Dual Epyc Genoa/Turin token generation performance bottleneck #11733

fairydreaming · 2025-02-07T13:34:54Z

fairydreaming
Feb 7, 2025
Collaborator

Part 1 - The Problem

I have a temporary access to a dual CPU Epyc Turin system. I did some initial performance tests with llama.cpp running on a single CPU:

For CPU 0:

$ numactl -m 0 -N 0 ./build/bin/llama-bench --numa numactl -t 16 -m models/Llama-3.1-70B-Instruct-f16.gguf -r 1
| model                          |       size |     params | backend    | threads |          test |                  t/s |
| ------------------------------ | ---------: | ---------: | ---------- | ------: | ------------: | -------------------: |
| llama 70B F16                  | 131.42 GiB |    70.55 B | CPU        |      16 |         pp512 |         21.52 ± 0.00 |
| llama 70B F16                  | 131.42 GiB |    70.55 B | CPU        |      16 |         tg128 |          2.34 ± 0.00 |

build: c026ba3c (4663)

For CPU 1:

$ numactl -m 1 -N 1 ./build/bin/llama-bench --numa numactl -t 16 -m models/Llama-3.1-70B-Instruct-f16.gguf -r 3
| model                          |       size |     params | backend    | threads |          test |                  t/s |
| ------------------------------ | ---------: | ---------: | ---------- | ------: | ------------: | -------------------: |
| llama 70B F16                  | 131.42 GiB |    70.55 B | CPU        |      16 |         pp512 |         21.54 ± 0.00 |
| llama 70B F16                  | 131.42 GiB |    70.55 B | CPU        |      16 |         tg128 |          2.32 ± 0.00 |

build: c026ba3c (4663)

Unfortunately when I run llama.cpp on both CPUs at once with --numa distribute the prompt processing performance doubles, while the token generation performance stays at the same level (actually it's even a bit worse) as with a single CPU:

$ ./build/bin/llama-bench --numa distribute -t 32 -m models/Llama-3.1-70B-Instruct-f16.gguf -r 3
| model                          |       size |     params | backend    | threads |          test |                  t/s |
| ------------------------------ | ---------: | ---------: | ---------- | ------: | ------------: | -------------------: |
| llama 70B F16                  | 131.42 GiB |    70.55 B | CPU        |      32 |         pp512 |         39.10 ± 0.02 |
| llama 70B F16                  | 131.42 GiB |    70.55 B | CPU        |      32 |         tg128 |          2.27 ± 0.00 |

build: c026ba3c (4663)

Part 2 - The Workaround

I did some more tests and found something weird.

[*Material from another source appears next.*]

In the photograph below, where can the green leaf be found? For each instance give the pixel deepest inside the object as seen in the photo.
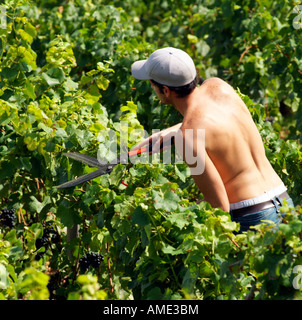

If I run llama-bench with prompt processing and token generation tests with --numa distribute on a dual-CPU system, the result is:

(llama.cpp) fairydreaming@epyc:/data/fairydreaming/llama.cpp$ ./build/bin/llama-bench --numa distribute -t 32 -m models/Llama-3.1-70B-Instruct-f16.gguf -r 1
| model                          |       size |     params | backend    | threads |          test |                  t/s |
| ------------------------------ | ---------: | ---------: | ---------- | ------: | ------------: | -------------------: |
| llama 70B F16                  | 131.42 GiB |    70.55 B | CPU        |      32 |         pp512 |         39.12 ± 0.00 |
| llama 70B F16                  | 131.42 GiB |    70.55 B | CPU        |      32 |         tg128 |          2.40 ± 0.00 |

build: c026ba3c (4663)

but when I dropped caches and ran ONLY the generation test it magically became faster:

$ ./build/bin/llama-bench --numa distribute -t 32 -m models/Llama-3.1-70B-Instruct-f16.gguf -r 1 -p 0
| model                          |       size |     params | backend    | threads |          test |                  t/s |
| ------------------------------ | ---------: | ---------: | ---------- | ------: | ------------: | -------------------: |
| llama 70B F16                  | 131.42 GiB |    70.55 B | CPU        |      32 |         tg128 |          4.30 ± 0.00 |

build: c026ba3c (4663)

So my current hypothesis is that the placement of tensors in memory resulting from the prompt processing is for some reason sub-optimal for the token generation. This is definitely something to investigate further.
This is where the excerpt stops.